Sesaat kemudian, pelayan di warung membawakan lima gelas kopi hitam, empat piring nasi, empat ekor ikan nila goreng, dua piring pecel kangkung dan tauge, tumis kacang panjang, tempe bacem, dan sepiring kerupuk pedas. Mamet yang melihatnya terkaget-kaget. Meski suara di perutnya tak tahu diri.
“Ini harus dihabiskan, Met. Kamu jarang makan enak, kan.” Ustaz Sholeh tertawa, sambil mendorong piring-piring tersebut ke hadapan Mamet.
“Siap, Ustaz.” Mamet bersemangat.
“Njenengan belum menjawab pertanyaan saya, Ustaz.” Mamet berbicara sambil membersihkan duri ikan nila yang berserakan.
“Warung kecil ini punya istri tukang bangunan yang dipekerjakan kyai Musthofa, Met.”

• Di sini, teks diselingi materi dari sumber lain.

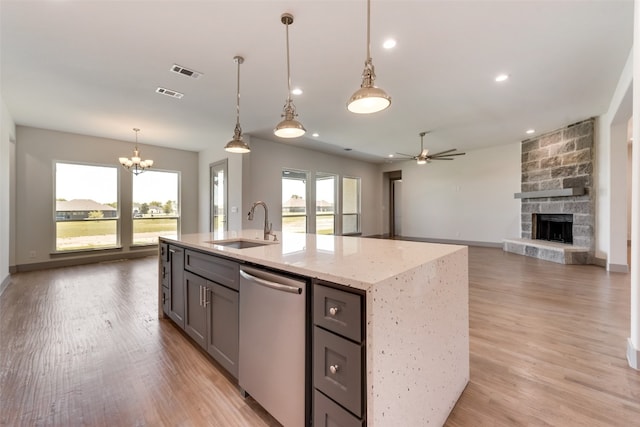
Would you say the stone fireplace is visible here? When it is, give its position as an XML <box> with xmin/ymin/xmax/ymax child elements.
<box><xmin>504</xmin><ymin>119</ymin><xmax>595</xmax><ymax>264</ymax></box>
<box><xmin>531</xmin><ymin>214</ymin><xmax>573</xmax><ymax>244</ymax></box>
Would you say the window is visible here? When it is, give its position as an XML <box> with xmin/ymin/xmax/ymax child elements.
<box><xmin>55</xmin><ymin>162</ymin><xmax>120</xmax><ymax>251</ymax></box>
<box><xmin>282</xmin><ymin>169</ymin><xmax>307</xmax><ymax>233</ymax></box>
<box><xmin>316</xmin><ymin>173</ymin><xmax>337</xmax><ymax>234</ymax></box>
<box><xmin>342</xmin><ymin>176</ymin><xmax>361</xmax><ymax>234</ymax></box>
<box><xmin>131</xmin><ymin>171</ymin><xmax>180</xmax><ymax>245</ymax></box>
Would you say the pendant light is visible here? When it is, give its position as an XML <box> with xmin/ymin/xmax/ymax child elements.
<box><xmin>273</xmin><ymin>13</ymin><xmax>307</xmax><ymax>138</ymax></box>
<box><xmin>118</xmin><ymin>128</ymin><xmax>153</xmax><ymax>175</ymax></box>
<box><xmin>347</xmin><ymin>0</ymin><xmax>391</xmax><ymax>114</ymax></box>
<box><xmin>224</xmin><ymin>56</ymin><xmax>251</xmax><ymax>154</ymax></box>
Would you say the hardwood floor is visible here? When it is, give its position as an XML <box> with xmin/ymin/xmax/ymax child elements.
<box><xmin>0</xmin><ymin>248</ymin><xmax>640</xmax><ymax>427</ymax></box>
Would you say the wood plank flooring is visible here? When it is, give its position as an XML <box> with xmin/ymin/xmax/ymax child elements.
<box><xmin>0</xmin><ymin>248</ymin><xmax>640</xmax><ymax>427</ymax></box>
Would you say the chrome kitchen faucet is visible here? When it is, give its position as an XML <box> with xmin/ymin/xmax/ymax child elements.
<box><xmin>248</xmin><ymin>200</ymin><xmax>278</xmax><ymax>242</ymax></box>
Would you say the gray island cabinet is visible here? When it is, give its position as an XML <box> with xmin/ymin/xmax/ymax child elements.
<box><xmin>158</xmin><ymin>230</ymin><xmax>469</xmax><ymax>427</ymax></box>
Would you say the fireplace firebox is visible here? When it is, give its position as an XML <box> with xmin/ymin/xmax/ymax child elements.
<box><xmin>531</xmin><ymin>214</ymin><xmax>573</xmax><ymax>244</ymax></box>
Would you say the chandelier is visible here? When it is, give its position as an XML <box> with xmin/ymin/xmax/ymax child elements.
<box><xmin>118</xmin><ymin>128</ymin><xmax>153</xmax><ymax>175</ymax></box>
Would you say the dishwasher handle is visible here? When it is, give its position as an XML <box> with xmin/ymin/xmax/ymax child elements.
<box><xmin>240</xmin><ymin>269</ymin><xmax>302</xmax><ymax>295</ymax></box>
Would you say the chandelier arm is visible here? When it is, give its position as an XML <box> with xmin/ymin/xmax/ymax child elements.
<box><xmin>367</xmin><ymin>0</ymin><xmax>371</xmax><ymax>65</ymax></box>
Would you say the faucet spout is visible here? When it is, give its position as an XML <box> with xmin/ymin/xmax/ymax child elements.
<box><xmin>248</xmin><ymin>200</ymin><xmax>278</xmax><ymax>241</ymax></box>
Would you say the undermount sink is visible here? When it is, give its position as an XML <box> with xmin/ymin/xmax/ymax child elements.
<box><xmin>207</xmin><ymin>240</ymin><xmax>270</xmax><ymax>249</ymax></box>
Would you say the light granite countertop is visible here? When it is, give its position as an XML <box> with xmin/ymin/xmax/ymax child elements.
<box><xmin>163</xmin><ymin>229</ymin><xmax>466</xmax><ymax>290</ymax></box>
<box><xmin>163</xmin><ymin>230</ymin><xmax>469</xmax><ymax>427</ymax></box>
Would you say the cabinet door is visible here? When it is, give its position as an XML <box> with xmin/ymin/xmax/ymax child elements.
<box><xmin>169</xmin><ymin>245</ymin><xmax>185</xmax><ymax>328</ymax></box>
<box><xmin>207</xmin><ymin>282</ymin><xmax>239</xmax><ymax>378</ymax></box>
<box><xmin>184</xmin><ymin>271</ymin><xmax>207</xmax><ymax>348</ymax></box>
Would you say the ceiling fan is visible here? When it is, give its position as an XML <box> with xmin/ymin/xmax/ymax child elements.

Mamet melirik ke kiri dan ke kanan. Warung kecil itu berukuran tiga kali empat, temboknya menggunakan terpal yang diikat pada bambu di setiap sudut. Atapnya hanya sebilah seng tipis yang tembus panas. Tak ada pengunjung selain mereka berdua. Pelayannya adalah seorang anak kecil berusia sekitar sepuluh tahun. Rambutnya di kepang dua, dengan celemek yang menempel di badannya yang kurus kering. Ia cekatan menyambut nampan yang diberikan Ibunya, dengan perut besar seperti hendak meledak.
“Itu istri tukang bangunan, mau melahirkan. Butuh kerjaan Met, dan tenaga kita hanya akan memperpendek masa kerja mereka. Dua tukang bangunan lainnya itu tetanggaku, mereka maling Met. Kalau di sana tiap hari, bisa ikut mendengar ceramah kyai Musthofa, ikut jamaah lima waktu.”
Mamet mengangguk mafhum. Lalu melanjutkan pertanyaan.
“Terus yang itu, Njenengan benar suka Via Vallen, Ustaz?”
“Buku itu dibelikan ibuku di pasar, Met. Beliau berpesan untuk dipakai menulis hal-hal baik. Ya aku pakai.”
Anggukan Mamet bertambah dalam.
“Terus, Njenengan juga beneran ketiduran di kamar mandi pas subuh, Ustaz?” Mamet menggaruk kepala yang tak gatal, ia tahu pertanyaan itu kurang ajar. Sebuah pertanyaan yang tak mungkin ia ajukan pada ustaz lain.
“Oh itu… Heran… Kadang ada saja hewan-hewan yang jatuh di air, banyak, lagi. Nek engga laba-laba cilik, semut hitam di pohon mangga samping kamar mandi itu, lho. Banyak yang nunggu uluran tanganku, Met. Ndilalahe pas lagi ikamah, kalau akau tinggal, ya, innalillahi…”
Mamet mengangguk dalam, lebih dalam dari anggukannya pada ceramah kyai Musthofa setiap subuh.